Here, Dr. Schwartzberg shares his perspective on how changes in the last 12 months will impact the direction of immuno-oncology in 2016, and why these changes make education in the following areas a priority:

  • Understanding the toxicity profiles of immuno-oncology agents and how to manage them
  • Using immuno-oncology agents in combinations and sequences
  • Differentiating progression from pseudoprogression
  • Biomarker-driven treatments
  • The implications of immunotherapy for survivorship care, especially in terms of long-term toxicity

Given all the research and approval activity in 2015, do you get a sense that clinical awareness is growing in the oncology community about the different mechanisms of action, anti-tumor response, and the toxicity profiles of immuno-oncology agents?

Dr. Schwartzberg: Absolutely. The general mechanism of action of the checkpoint inhibitor is now well established. The field is moving so fast, perhaps faster than anyone could have expected, and the knowledge base is also rising. With all the approvals in 2015, we now have broad swaths of patients who are eligible for treatment.

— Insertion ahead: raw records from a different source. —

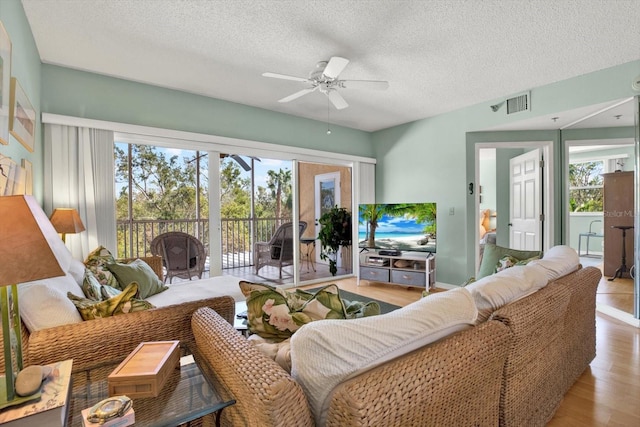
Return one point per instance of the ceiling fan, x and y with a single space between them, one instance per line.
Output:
324 78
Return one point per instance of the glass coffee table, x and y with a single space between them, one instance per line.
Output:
185 397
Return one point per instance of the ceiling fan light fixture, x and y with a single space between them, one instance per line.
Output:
325 79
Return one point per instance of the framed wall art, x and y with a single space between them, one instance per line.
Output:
28 177
5 84
22 116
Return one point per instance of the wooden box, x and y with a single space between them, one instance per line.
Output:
145 370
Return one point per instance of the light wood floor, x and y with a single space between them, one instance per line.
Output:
607 393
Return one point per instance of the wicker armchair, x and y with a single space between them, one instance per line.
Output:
278 251
183 254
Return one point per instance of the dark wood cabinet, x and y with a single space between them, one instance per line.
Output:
618 211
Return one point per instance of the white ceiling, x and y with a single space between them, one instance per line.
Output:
438 55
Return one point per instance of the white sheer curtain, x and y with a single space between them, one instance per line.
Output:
79 173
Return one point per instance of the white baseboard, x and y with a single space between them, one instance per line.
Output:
620 315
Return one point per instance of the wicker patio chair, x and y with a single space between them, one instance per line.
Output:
183 255
278 251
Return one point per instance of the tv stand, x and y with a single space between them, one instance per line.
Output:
413 269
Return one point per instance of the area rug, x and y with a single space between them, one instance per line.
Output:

Data I’ve seen from a couple of different sources lately suggests that, already, approximately 50 percent of lung cancer patients are receiving a checkpoint inhibitor at some point in their therapy. That grew from 10 to 50 percent over the last year, and since that’s a very large group of patients, that means that most oncologists are using immuno-oncology drugs now.

Will drug replacement remain?

Dr. Schwartzberg: There are new challenges that will need education, especially around operational access and patient-oriented issues such as access to treatment. At the moment the two companies with drugs are being very liberal about supplying drugs for non-indicated diseases. So outside of lung and melanoma, if we decide that a checkpoint inhibitor is clinically indicated , even if we get insurance denial, one of the companies will probably supply the drug.

I don’t know how long that’s going to last, especially since we’ll likely soon have more approvals and competition in this area. Once we have four or six [drugs] on the market, will pharmaceutical companies still provide drug replacement? I don’t know. So we need to think about that.

How should these treatments be selected?

Dr. Schwartzberg: We are now having to consider, how do you select agents? Is there any significant difference between pembrolizumab and nivolumab? Is there any difference between anti PD-1s and PD-L1s? Do they all work the same in every disease? These are really interesting questions, and they are practical questions, too, because this is going to come down to: “Taking the drug every two weeks or every three weeks? Is that better for my patient?”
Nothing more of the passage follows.